How can I execute SQL in Pyspark in Code repository?

VincentF · September 27, 2024, 7:35am

I have some existing SQL statements living in Jupyter code notebook and I want to migrate this to Foundry.
I want to use Code Repository to host this code.

I want to use SQL in my pyspark transforms in Code repository.

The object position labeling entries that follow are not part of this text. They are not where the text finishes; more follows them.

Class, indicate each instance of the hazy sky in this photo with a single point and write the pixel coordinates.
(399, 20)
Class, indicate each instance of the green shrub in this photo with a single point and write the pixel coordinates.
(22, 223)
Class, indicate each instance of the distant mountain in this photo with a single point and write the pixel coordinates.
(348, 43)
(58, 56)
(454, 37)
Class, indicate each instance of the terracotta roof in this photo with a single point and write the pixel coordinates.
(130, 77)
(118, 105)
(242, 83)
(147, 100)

How can I do this ?

VincentF · September 27, 2024, 7:39am

You need to use create a Temp view of your dataset createOrReplaceTempView , fetch the spark context ctx.spark_session, and execute SQL statement as a result .sql(...).

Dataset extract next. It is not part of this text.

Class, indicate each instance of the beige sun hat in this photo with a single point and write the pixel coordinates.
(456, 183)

Note: You should use createOrReplaceTempView and not createTempView as the Preview will otherwise fails with something along the lines of [TEMP_TABLE_OR_VIEW_ALREADY_EXISTS] Cannot create the temporary view ... because it already exists

This is an example code:

from pyspark.sql.types import StructField, StructType, StringType
from transforms.api import transform, Input, Output, incremental

SCHEMA = StructType([
    StructField('id', StringType(), True),
    StructField('hair_color', StringType(), True),
    StructField('eye_color', StringType(), True),
    StructField('gender', StringType(), True),
    ])


@incremental()
@transform(
    incremental_input=Input(),
    processed=Output()
)
def process_new_transforms(ctx, incremental_input, processed):
    new_students_df = incremental_input.dataframe()
    new_students_df. createOrReplaceTempView("new_students_df")

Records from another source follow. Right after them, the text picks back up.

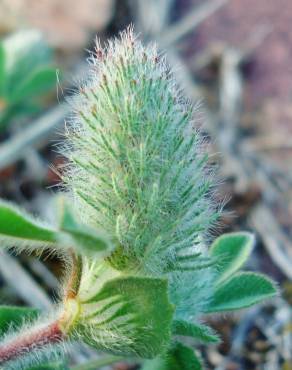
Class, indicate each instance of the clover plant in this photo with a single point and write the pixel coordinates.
(133, 226)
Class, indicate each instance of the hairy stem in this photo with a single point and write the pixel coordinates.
(33, 340)
(75, 276)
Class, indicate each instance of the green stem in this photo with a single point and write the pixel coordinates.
(95, 364)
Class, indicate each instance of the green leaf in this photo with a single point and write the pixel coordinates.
(179, 357)
(242, 290)
(84, 238)
(2, 73)
(129, 316)
(25, 51)
(37, 83)
(51, 366)
(200, 332)
(14, 316)
(16, 228)
(231, 251)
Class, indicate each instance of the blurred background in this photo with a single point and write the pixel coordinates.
(233, 58)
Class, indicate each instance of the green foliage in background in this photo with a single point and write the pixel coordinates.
(26, 74)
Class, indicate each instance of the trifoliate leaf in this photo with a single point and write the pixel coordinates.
(128, 316)
(242, 290)
(179, 357)
(14, 316)
(231, 252)
(200, 332)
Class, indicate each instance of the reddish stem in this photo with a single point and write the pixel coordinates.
(30, 341)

    # Apply SQL Transform on Spark dataframe
    sql_query = "SELECT * FROM new_students_df WHERE hair_color=='BLACK'"
    processed_transform = ctx.spark_session.sql(sql_query)

    processed.write_dataframe(
        processed_transform
    )

One advantage amongst otherwise: You will benefit from the whole incremental syntax and flexibility, while still being able to use SQL statements.